Accommodating Melbourne's unprecedented population growth is not an easy task. It requires all three levels of government to work together, respectfully.
Unfortunately, local councils and specifically the planning system are unjustly targeted to address a housing supply and affordability problem. The most recent example is through the Reformed Residential Zones.
When the Victorian Government announced the reforms, we sent a letter to inform you about the impact of the reforms to the zone that you live in and asked you to write to the Minister for Planning to express your concerns. Thank you to those who have taken the initiative. Your voice is important in this debate.
It is disappointing to learn that in responding to the community’s concerns, the Minister has attacked Council for representing the interests of our community, accusing us of making “petty political arguments” and calling us “mischievous” and “deliberately misleading”.
Let’s look at the facts.
In the Neighbourhood Residential Zones (NRZ), the limit of two dwellings to a lot has been removed. In the General Residential Zones (GRZ), irrespective of the established character of these areas, the new height limit is 11m with a
maximum of three storeys.* As we outlined in our letter to you, “… the removal of the dwelling density requirement will have a significant impact on potential development outcomes in the NRZ.

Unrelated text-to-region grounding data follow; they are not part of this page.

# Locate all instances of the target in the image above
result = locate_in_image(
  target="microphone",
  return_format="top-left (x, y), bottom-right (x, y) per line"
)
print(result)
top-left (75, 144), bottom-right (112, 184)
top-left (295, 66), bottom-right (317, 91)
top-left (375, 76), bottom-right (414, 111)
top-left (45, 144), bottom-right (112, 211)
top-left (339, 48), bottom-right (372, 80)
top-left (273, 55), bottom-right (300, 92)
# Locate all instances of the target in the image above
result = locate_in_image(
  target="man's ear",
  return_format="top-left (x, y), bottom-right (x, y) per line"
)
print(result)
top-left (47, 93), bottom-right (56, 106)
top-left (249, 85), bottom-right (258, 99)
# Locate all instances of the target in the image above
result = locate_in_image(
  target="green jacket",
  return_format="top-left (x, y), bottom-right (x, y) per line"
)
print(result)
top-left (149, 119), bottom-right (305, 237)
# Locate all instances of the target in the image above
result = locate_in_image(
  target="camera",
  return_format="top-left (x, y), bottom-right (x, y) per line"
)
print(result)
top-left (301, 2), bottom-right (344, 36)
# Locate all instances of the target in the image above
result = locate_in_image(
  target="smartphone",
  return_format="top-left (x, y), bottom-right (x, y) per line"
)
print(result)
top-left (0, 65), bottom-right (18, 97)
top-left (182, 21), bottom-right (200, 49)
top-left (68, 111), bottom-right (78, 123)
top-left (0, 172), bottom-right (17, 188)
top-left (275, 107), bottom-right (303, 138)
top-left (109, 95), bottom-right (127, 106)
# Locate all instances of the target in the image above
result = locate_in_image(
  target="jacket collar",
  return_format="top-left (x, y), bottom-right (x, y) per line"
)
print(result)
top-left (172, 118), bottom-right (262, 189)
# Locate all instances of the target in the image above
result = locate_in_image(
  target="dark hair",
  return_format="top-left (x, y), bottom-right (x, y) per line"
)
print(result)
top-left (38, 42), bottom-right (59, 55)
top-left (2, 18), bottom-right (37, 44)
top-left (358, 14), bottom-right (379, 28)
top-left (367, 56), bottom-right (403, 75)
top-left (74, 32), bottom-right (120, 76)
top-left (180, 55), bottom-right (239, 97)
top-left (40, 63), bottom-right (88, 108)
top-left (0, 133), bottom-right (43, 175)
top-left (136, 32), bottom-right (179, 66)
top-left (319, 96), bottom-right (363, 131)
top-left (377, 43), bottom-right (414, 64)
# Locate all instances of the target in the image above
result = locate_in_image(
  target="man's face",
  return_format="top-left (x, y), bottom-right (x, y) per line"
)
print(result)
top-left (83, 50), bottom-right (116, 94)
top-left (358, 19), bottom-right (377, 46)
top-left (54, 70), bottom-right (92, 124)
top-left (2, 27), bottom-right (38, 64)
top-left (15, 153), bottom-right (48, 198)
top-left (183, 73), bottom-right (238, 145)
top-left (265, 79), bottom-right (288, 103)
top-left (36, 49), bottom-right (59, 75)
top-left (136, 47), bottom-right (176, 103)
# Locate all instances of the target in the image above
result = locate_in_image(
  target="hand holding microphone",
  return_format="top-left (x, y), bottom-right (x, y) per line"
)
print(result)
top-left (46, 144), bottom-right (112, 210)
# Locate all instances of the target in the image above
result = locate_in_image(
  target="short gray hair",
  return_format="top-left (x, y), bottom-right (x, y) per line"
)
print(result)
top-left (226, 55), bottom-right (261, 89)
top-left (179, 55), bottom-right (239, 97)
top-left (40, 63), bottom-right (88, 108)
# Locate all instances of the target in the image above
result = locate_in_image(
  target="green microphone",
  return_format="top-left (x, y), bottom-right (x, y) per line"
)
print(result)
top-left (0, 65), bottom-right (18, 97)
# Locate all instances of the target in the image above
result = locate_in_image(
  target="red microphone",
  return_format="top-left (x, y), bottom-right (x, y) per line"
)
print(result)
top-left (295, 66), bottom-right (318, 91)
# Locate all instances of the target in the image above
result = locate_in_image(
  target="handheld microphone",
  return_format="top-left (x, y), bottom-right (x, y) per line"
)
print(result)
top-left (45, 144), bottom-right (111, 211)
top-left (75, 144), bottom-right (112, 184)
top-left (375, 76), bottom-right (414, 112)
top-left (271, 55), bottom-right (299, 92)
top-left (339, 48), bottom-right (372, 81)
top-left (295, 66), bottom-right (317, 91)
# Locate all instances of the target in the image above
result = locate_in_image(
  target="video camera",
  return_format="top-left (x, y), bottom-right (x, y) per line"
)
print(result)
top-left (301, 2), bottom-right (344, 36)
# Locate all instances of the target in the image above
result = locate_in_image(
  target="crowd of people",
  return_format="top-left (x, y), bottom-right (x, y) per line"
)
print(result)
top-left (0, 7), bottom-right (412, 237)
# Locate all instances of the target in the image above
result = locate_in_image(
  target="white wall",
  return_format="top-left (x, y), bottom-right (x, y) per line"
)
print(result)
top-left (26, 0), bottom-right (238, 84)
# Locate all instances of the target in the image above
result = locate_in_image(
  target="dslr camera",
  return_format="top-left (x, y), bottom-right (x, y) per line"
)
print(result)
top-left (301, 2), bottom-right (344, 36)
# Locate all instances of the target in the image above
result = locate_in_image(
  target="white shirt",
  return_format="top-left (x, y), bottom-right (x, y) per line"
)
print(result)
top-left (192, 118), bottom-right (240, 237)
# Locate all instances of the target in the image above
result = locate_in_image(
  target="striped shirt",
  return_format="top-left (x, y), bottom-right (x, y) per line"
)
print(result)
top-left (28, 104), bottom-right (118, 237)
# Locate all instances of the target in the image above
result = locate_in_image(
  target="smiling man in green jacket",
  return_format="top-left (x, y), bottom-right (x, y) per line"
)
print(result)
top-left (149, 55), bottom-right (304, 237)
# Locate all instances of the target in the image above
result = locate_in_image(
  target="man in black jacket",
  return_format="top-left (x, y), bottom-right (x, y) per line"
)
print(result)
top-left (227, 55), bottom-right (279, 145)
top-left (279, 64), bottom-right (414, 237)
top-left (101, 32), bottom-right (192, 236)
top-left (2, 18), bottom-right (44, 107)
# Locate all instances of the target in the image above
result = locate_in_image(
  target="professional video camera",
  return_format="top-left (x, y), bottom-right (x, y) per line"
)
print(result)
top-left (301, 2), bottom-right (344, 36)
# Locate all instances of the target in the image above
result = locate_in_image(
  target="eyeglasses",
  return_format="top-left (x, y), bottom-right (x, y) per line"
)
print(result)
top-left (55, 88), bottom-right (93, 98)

The fact that properties within the NRZ can now be developed for more than two dwellings means that the NRZ is going to experience more intensive in-fill development in areas that were previously identified for minimal change. Coupled with the increase in building height, multi-unit development and apartment style development proposals are likely to be the inevitable consequence of the reformed zone.”
Nothing in the above statement is incorrect. In his letter, the Minister doesn’t deny the above facts, but rather deflects from the reality created by the new zones. For the Minister to suggest that the changes to the zones won’t lead to more intensive in-fill development is simply untrue.
The new mandatory garden area requirement introduced by the Minister will have little positive impact on the design of development beyond what is already required under existing planning controls, and will not achieve the protection of neighbourhood character or amenity as stated by the Minister.
There was no opportunity for either Council or the community to comment on the new controls before they were introduced.
Council did provide a submission to the Minister’s Managing Residential Development Advisory Committee, which reported the outcome of the residential zones review to the Minister. However, the Minister’s reforms go much further than what
his own committee recommended.
We are deeply concerned for the future of our City. Victoria needs a responsible longterm strategy for the provision of housing to retain Melbourne’s mantle as one of the world’s most liveable cities, not short-term planning reform that will line the pockets of developers and inextricably change the character of our suburbs forever.
We will not stop voicing our concerns about the reforms. We urge you to do the same. You can write to the Minister for Planning by emailing Richard Wynne.
*This change doesn’t currently apply to our current GRZ1, GRZ2 and GRZ3 areas. However, these zones will inevitably lose their existing stricter height requirements after three years.